Szydełka przychodzą w etui, mamy w zestawie większe - aluminiowe oraz mniejsze metalowe. Brakuje trochę w nich rączek, ale dla osób początkujących są idealne. Przy włóczce czasem mam wrażenie, że aluminiowe się wyginają, ale to raczej tylko wrażenie. Pokryte są jakąś farbą i czasem "skrzypią" podczas pracy.
2. Zestaw szydełek z plastikową rączką.
Zestaw za "grosze". Rączki są dość twarde, ale robi się nimi wbrew pozorom całkiem dobrze. Jest to zestaw do cieńszych włóczek czy kordonków.

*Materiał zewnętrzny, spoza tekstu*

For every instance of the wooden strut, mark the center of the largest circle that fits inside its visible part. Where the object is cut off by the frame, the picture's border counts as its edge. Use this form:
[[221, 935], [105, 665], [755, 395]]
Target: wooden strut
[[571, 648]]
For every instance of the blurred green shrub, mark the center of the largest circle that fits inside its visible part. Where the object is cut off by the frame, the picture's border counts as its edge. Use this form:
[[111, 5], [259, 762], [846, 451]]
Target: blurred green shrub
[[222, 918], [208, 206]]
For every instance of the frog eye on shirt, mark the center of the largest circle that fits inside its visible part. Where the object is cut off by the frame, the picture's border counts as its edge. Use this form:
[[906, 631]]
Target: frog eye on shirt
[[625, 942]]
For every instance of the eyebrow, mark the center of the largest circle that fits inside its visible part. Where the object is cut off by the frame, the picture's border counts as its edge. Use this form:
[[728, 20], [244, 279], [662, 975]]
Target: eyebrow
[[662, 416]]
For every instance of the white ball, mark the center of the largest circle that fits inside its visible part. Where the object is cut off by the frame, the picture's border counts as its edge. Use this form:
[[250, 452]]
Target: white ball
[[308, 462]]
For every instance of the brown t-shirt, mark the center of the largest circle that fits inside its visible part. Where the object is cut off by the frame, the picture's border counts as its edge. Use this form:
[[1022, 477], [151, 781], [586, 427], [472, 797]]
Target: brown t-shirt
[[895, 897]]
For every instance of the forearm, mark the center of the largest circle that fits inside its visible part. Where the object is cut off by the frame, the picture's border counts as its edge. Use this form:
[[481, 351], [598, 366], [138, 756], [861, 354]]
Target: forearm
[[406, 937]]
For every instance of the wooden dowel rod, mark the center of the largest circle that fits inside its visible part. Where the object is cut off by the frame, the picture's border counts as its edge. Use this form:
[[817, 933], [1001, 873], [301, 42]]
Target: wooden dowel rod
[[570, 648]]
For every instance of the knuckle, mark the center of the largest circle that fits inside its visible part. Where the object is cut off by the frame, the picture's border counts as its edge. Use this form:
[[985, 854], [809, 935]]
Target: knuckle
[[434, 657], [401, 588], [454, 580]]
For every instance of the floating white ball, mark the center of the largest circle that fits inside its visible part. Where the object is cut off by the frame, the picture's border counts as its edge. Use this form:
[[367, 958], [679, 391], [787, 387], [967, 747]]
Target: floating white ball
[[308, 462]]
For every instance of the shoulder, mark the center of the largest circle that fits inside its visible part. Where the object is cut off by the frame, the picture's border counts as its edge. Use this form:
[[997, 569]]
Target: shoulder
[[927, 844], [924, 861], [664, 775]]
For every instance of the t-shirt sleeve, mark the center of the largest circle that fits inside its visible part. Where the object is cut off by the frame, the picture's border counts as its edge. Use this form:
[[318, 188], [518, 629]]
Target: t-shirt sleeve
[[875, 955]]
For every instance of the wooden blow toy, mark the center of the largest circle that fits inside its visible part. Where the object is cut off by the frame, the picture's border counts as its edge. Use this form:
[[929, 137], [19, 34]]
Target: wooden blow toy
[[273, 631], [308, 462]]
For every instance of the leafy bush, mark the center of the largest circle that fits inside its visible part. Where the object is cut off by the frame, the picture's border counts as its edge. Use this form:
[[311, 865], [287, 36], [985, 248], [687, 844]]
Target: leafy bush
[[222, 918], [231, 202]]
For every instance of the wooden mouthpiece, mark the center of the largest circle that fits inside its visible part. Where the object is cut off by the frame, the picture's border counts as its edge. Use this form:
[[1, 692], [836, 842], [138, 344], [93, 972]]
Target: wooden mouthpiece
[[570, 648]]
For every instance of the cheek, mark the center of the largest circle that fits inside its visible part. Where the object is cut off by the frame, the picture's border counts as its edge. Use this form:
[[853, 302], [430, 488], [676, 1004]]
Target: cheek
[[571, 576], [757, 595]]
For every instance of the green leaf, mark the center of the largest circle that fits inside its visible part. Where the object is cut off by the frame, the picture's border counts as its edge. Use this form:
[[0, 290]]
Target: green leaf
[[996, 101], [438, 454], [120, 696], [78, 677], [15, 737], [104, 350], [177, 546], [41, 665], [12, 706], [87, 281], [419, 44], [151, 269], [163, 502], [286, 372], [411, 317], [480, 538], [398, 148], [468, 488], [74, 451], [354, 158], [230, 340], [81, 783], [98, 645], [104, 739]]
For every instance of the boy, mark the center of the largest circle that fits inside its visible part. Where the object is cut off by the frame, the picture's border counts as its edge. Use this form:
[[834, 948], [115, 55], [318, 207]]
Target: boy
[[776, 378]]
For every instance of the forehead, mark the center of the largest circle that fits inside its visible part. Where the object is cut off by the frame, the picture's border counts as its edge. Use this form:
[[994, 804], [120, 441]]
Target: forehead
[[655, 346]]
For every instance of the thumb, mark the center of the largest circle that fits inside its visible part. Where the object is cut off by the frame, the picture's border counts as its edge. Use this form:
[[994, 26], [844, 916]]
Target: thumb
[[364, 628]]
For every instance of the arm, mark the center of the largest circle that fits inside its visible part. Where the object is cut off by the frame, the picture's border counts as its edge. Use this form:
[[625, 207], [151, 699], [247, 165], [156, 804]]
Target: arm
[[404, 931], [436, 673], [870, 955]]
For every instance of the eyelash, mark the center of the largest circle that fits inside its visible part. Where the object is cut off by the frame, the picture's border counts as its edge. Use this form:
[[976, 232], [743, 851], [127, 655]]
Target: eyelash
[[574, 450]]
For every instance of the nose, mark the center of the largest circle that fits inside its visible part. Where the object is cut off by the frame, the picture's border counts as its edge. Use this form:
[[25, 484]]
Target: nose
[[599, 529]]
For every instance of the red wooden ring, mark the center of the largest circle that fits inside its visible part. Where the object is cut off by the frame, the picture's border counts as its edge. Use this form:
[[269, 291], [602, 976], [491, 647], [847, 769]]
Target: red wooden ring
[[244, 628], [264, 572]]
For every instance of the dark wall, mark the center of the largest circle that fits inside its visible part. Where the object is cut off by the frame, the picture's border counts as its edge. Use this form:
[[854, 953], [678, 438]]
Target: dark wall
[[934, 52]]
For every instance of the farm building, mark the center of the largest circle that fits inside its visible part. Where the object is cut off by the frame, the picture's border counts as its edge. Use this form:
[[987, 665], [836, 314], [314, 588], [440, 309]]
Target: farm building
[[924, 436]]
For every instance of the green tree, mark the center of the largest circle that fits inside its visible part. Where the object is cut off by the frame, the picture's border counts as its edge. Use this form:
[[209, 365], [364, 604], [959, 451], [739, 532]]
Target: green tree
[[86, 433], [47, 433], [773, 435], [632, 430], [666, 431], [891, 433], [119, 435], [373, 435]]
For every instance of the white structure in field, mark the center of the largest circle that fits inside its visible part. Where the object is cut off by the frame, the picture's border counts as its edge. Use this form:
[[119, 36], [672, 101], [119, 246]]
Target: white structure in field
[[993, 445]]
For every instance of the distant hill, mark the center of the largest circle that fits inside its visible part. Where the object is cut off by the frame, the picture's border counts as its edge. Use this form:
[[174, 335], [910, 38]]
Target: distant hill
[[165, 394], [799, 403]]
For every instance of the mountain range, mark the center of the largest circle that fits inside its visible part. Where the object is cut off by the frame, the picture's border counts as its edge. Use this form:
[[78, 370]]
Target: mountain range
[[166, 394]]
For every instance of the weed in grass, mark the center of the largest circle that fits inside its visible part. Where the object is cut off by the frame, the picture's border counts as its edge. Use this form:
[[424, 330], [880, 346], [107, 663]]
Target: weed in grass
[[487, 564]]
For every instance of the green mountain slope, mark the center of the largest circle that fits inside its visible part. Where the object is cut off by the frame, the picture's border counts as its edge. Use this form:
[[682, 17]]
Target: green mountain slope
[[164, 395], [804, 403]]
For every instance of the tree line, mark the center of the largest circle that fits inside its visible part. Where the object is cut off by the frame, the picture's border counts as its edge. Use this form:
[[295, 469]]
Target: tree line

3. Zestaw bambusowych szydełek.
Kolejny zestaw niskobudżetowy dla osób lubiących robienie szydełkami z bambusa lub dla osób, które mają uczulenie na nikiel. Kilka sztuk miało drobne "zadziory", ale z tym łatwo sobie poradzić: pilnik do paznokci lub bezbarwny lakier do paznokci pozwolą to naprawić. Same szydełka są dość twarde, jak ktoś nie robi używając za dużo siły to powinny sobie dobrze poradzić. Co ciekawe mają różne rozmiary, więc nawet do sznurka znajdziemy odpowiednie.
4. Szydełko 0.4mm.
W lokalnej pasmanterii zakupiłam Tulipa 0.5mm do robienia nićmi, jednak nie przypadł mi do gustu. Zdecydowałam się zakupu dokonać na Ali i nie żałuję. Szydełko ma tylko 0.4mm i robi się nim super. Tak jak w Tulipie zwężenie jest dość długie i oczka można robić dość ściśle.
5. Zestaw szydełek z silikonową rączką.
Kolejny zestaw szydełek: tym razem większe rozmiary dobre do robienia włóczkami. Silikon jest dość miękki i dlatego dobrze się nimi pracuje. Same szydełka nie "wyskakują" z rączek co się często zdarza przy szydełkach z sieciówek.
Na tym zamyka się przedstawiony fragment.